Selon la Constitution française, « Toute personne a le droit de participer à l’élaboration des décisions publiques ayant une incidence sur l’environnement ».

Pour permettre l’expression de ce droit, le code de l’environnement prévoit une procédure : le « débat public ».

La Commission nationale du débat public est l’autorité qui garantit le respect de cette procédure. Elle organise alors un dispositif de démocratie participative et délibérative en amont des décisions sur les projets, plans ou programmes qui ont un impact sur l’environnement.

Selon la loi, le débat doit permettre d’échanger sur l’opportunité du projet (faut-il le faire ?), sur ses caractéristiques et objectifs (comment faut-il le faire et pourquoi ?), sur le contexte économique, social et environnemental (quels sont les diagnostics dans lesquels il s’inscrit et quels seront ses impacts ?) et sur ses alternatives (faut-il faire autre chose ?).

Participer au débat public est un droit garanti à tous et toutes : qui que vous soyez, vous êtes légitime à faire valoir votre point de vue.

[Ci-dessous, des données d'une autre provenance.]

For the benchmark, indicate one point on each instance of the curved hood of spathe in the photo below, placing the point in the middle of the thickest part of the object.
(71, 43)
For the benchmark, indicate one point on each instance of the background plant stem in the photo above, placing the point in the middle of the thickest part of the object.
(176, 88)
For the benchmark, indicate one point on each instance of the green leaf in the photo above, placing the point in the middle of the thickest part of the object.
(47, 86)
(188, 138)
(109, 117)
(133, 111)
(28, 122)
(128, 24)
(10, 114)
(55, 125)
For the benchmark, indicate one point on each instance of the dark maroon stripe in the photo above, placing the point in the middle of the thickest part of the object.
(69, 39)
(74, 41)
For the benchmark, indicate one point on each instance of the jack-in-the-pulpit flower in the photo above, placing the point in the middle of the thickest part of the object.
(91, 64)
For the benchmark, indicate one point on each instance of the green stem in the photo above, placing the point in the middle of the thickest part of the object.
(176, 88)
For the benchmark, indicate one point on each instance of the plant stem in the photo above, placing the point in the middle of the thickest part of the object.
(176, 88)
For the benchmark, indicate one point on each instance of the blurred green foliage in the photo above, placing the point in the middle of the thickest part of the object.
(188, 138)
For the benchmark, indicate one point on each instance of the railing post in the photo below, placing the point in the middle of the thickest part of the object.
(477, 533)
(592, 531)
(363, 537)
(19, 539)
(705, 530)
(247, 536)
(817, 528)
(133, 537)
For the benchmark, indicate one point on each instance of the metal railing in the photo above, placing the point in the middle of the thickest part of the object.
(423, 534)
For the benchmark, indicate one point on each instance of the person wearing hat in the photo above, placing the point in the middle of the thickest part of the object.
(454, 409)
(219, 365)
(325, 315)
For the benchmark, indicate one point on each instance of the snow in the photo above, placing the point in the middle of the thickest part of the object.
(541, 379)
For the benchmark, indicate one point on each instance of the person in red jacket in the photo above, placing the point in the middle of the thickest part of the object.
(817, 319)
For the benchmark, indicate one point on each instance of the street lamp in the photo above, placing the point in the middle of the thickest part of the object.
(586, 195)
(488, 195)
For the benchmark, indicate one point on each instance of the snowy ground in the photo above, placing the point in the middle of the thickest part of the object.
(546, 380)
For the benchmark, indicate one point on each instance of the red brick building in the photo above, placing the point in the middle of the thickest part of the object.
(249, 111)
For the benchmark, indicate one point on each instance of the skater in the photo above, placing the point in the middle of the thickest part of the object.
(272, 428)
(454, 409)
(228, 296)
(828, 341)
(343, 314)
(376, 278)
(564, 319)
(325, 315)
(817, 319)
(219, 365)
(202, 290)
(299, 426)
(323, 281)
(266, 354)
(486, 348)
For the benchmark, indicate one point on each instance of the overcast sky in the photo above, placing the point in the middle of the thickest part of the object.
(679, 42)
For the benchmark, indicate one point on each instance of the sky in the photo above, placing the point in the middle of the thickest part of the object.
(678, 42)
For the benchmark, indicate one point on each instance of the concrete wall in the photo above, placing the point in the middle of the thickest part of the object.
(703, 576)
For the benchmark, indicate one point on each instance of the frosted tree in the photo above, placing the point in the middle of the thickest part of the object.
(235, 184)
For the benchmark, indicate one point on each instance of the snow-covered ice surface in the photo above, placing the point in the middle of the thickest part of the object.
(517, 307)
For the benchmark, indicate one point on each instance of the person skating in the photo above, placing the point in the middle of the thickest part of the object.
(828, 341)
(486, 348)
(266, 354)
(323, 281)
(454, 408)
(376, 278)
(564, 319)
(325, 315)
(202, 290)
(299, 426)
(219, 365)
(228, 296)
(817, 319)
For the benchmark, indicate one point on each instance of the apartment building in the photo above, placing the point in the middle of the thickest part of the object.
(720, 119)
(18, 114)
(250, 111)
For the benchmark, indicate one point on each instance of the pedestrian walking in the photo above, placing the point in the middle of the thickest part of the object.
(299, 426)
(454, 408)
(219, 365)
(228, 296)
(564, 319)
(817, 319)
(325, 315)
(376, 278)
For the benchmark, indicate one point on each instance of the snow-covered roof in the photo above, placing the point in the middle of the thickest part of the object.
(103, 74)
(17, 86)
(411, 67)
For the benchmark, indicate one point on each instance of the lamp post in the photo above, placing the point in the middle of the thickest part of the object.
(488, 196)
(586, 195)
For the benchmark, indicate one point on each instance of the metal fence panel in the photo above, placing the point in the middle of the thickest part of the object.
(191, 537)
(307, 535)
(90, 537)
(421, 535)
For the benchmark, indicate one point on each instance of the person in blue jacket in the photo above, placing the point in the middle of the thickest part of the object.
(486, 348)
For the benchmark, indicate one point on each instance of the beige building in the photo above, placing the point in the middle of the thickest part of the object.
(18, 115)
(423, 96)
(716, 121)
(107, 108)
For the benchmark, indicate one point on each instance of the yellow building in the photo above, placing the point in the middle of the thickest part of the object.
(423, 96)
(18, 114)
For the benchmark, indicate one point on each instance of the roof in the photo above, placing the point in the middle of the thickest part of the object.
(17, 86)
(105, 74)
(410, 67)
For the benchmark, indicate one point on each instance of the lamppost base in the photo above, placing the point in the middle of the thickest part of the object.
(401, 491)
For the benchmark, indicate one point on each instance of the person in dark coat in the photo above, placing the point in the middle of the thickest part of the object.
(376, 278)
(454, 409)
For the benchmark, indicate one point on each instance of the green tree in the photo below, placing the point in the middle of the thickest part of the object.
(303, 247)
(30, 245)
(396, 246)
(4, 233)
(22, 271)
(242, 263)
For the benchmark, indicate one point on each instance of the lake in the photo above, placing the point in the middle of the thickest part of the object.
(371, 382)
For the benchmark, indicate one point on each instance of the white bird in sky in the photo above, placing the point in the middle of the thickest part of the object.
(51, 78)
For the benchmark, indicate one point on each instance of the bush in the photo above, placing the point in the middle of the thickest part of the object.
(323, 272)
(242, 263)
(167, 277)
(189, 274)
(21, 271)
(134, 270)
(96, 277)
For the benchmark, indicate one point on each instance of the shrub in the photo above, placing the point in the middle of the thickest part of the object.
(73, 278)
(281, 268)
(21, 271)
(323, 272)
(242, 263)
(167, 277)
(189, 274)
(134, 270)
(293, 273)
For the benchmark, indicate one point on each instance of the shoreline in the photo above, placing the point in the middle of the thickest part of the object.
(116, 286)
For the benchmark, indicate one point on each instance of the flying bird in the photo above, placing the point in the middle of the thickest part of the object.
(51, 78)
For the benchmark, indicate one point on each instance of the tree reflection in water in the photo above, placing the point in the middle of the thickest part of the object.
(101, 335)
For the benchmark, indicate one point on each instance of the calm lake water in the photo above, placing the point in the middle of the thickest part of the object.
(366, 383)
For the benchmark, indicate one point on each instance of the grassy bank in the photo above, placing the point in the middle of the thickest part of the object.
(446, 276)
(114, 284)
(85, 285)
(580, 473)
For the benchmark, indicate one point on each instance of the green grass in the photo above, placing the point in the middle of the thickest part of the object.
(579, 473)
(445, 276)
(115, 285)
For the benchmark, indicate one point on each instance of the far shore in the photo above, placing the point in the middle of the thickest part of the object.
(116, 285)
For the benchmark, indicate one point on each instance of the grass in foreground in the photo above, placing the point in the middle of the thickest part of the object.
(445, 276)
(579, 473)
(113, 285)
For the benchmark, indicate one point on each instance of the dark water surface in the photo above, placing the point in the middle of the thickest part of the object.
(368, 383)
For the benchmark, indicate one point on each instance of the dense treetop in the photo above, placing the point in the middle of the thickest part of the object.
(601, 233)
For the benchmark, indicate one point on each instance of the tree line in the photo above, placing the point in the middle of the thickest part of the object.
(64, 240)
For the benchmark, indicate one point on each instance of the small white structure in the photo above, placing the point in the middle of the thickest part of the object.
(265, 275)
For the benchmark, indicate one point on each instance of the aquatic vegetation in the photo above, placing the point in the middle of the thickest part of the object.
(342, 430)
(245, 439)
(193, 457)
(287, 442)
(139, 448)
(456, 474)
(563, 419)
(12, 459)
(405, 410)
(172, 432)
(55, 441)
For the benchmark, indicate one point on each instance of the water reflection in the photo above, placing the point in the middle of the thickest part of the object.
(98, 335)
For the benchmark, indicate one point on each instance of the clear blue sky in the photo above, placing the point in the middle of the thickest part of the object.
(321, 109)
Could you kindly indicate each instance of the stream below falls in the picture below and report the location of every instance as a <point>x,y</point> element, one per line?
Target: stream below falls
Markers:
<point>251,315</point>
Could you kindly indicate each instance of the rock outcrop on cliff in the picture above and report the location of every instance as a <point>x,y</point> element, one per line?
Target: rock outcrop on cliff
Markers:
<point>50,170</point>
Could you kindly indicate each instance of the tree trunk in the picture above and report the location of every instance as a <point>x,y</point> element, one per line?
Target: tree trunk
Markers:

Les principes du débat public

Afin de garantir à chacun l’exercice de son droit, la commission veille au respect d’un certain nombre de principes :

  • L’indépendance : la commission est indépendante vis-à-vis des porteurs du projet, du Gouvernement, et de toutes les parties prenantes ;
  • La neutralité : la commission ne prend pas position sur le fond. Son rôle n’est pas d’émettre un avis sur le projet mais de défendre la parole du public pour qu’elle soit prise en compte dans la décision ;
  • La transparence : la commission veille à la transparence de l’information tout au long du débat ;
  • L’argumentation : dans un débat ce sont les arguments qui ont de l’importance et non les postures. Le débat (la délibération) permet aux arguments, en se confrontant, de se préciser ;
  • L’équivalence ou égalité de traitement : pour la commission tous les arguments ont la même importance. Ils doivent être pris en compte de manière équivalente dans la décision quel que soit le statut des personnes qui les portent ou du nombre de fois qu’ils sont prononcés ;
  • L’inclusion : les modalités du débat doivent être plurielles et adaptées pour permettre à toutes les personnes concernées de participer.